Are you going on a trip and would you like to know the bird fauna in America? If you are going to visit its forests and high areas, you can still find the flamed owl. Do you want to know how to recognize it? Take note!
Where does it spread?
This species is also known as flamulado autillo, and the scientific name of Flammulated Owl, with a bird of prey belonging to the genus Otus. It is endemic to the United States, Guatemala, and Mexico.
It usually lives in the highlands of its habitat, preferring the deep areas of the forests. But on some occasions he can be seen near the edges of it, exploring the territory.
How does it look like?
It is a small bird of prey that can measure up to 17 cm and weigh about 100 grams. The female, as a general rule, is slightly larger than the male.
It has two peculiarities that make it easy to differentiate from the rest of the family members: first, its plumage is almost totally gray in most of the body, with the presence of some white feathers. The second is that their eyes are brown, very different from what the color of this species usually is.

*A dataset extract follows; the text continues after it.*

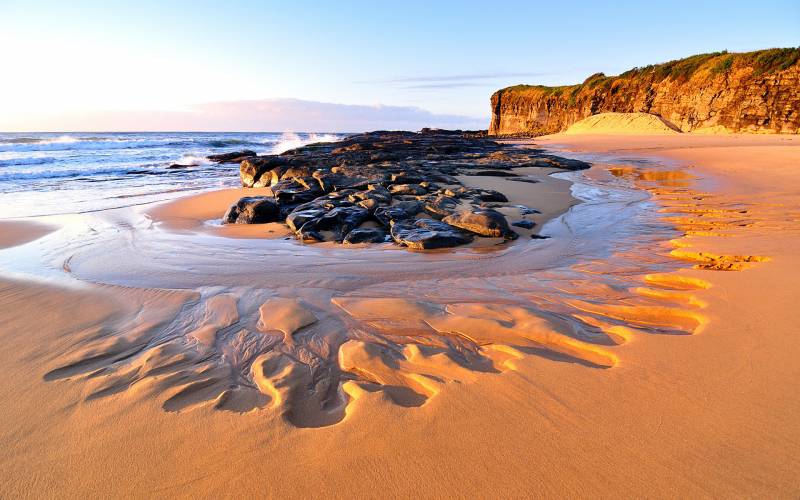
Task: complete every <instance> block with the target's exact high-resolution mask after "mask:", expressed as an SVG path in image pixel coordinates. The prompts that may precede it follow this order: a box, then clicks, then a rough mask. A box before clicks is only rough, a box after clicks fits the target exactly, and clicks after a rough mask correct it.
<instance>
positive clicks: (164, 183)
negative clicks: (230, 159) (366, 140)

It has small tufts of feathers that are hardly noticeable. When they are young, the gray color of the young is much lighter than that of the males.
What are your customs?
Like a good bird of prey, it tends to hunt during the night hours. However, it has been seen leaving its nest during the daylight hours because it is easier for it to get prey. It usually prefers to consume small mammals, but its diet is made up mostly of insects since it cannot cope with mammals larger than itself.
It is a good hunter, who perches in the branches of the trees controlling the environment to be able to locate its new prey while listening to everything around it. The normal thing is that he hunts her on the fly, but sometimes he can knock her down to end her on the ground.
The reproduction of this species seems to occur between April-May. The female once fertilized will lay up to four eggs, although the normal thing is that they are less. The male can collaborate minimally in the incubation of the eggs, although his job, as a general rule, is to bring food to the nest. The eggs will hatch within 24 days.
Once the chicks are born, they will stay in the nest until they are two weeks old. At that age they will be able to fly and will make small flights around the area, leaving the nest under the supervision of their parents. They will not leave the nest definitively until they have reached the age of majority: the month of life. At that age, some may stay in the nest if they consider that the environment is not safe or there is some type of predator nearby.